A picture of this kind is noticed in case of the micro-scale renewable energy technologies, including the improved cookstove technology. Although, we have the Lima Consensus, followed by the ISO standardization initiative for the cookstove sector, however, it is found that the parameters used for this high quality standardization is purely based on indoor air-pollution, safety, GHG reduction, thermal efficiency etc. This initiative does not include parameters such as a pricing index based on broad principle of affordability of stoves as per the income level of people or country’s economic situation like poverty level, GDP, Purchasing power parity etc.

A technological solution is outmoded and not relevant for poor countries if it cannot be accessible to people at an affordable price without compromising with the superior technological dimensions. The question is-how to make it happen then, at a low price with best technical solutions?

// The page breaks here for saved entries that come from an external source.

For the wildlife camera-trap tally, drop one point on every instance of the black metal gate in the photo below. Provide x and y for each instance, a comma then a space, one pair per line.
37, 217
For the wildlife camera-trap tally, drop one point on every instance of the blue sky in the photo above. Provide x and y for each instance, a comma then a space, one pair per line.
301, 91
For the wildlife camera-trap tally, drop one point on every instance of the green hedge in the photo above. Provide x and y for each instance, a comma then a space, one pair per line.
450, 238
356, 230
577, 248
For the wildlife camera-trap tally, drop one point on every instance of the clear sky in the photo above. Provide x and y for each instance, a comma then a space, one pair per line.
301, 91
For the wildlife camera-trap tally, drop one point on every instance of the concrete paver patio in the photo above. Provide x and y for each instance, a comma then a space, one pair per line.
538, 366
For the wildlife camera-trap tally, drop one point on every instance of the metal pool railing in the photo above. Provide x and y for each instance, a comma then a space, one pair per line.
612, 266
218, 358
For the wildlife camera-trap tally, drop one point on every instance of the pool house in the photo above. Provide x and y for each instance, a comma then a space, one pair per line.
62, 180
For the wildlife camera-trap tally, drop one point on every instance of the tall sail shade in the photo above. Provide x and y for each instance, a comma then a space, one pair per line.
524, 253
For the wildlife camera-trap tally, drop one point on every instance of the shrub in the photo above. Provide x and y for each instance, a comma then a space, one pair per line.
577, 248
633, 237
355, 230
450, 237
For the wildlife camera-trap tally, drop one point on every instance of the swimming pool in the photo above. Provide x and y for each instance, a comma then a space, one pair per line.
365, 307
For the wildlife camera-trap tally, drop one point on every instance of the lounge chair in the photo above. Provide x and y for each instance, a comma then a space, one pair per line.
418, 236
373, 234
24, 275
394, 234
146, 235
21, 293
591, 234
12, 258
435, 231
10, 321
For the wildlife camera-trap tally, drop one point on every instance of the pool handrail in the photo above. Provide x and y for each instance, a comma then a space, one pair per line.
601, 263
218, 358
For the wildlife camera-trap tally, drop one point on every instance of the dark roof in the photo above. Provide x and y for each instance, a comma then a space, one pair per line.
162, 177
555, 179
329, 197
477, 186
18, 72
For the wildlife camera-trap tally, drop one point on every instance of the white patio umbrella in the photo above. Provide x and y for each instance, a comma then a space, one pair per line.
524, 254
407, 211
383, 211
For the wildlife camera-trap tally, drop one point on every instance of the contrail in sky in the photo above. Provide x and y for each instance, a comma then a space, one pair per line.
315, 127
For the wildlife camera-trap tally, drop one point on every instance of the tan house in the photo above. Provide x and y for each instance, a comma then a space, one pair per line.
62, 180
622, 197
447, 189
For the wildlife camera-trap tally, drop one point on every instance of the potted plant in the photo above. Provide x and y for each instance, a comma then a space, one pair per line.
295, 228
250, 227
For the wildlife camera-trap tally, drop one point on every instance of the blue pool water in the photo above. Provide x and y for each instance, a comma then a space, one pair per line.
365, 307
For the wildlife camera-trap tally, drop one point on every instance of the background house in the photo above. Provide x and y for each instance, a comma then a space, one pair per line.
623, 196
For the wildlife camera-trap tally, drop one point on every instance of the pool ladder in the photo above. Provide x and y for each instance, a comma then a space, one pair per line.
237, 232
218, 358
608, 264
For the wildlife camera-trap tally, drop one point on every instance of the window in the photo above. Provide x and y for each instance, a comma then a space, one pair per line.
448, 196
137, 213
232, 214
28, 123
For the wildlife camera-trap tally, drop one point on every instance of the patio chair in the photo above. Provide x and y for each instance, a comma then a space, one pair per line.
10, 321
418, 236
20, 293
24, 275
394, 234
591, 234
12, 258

It is assumed that private sector involvement in the micro-scale renewable energy sector could be the game changer, which could ensure high quality RET solution at affordable price. Global private sector players with an interest in micro-scale RETs should partner with the local and regional small and medium enterprise for take up this challenge. A mass production at the regional level is also the key to reduce the cost as well as maintain uniformity in the standard of RETs.

One major bottleneck for this initiative could be the limited capacities of local and regional level SMEs to carry out this profit making (profit for purpose) intervention with a market-led approach. International development organizations should come forward to bridge up this gap by providing capacity building services in the business management and institutional development to the SMEs. Indeed, to have a spark effect on private sector involvement and promoting high quality RETs, local government should also have conducive policies for private sector involvement.  In absence of such policies, high quality RETs would be transformed into a myth and an unfulfilled dream.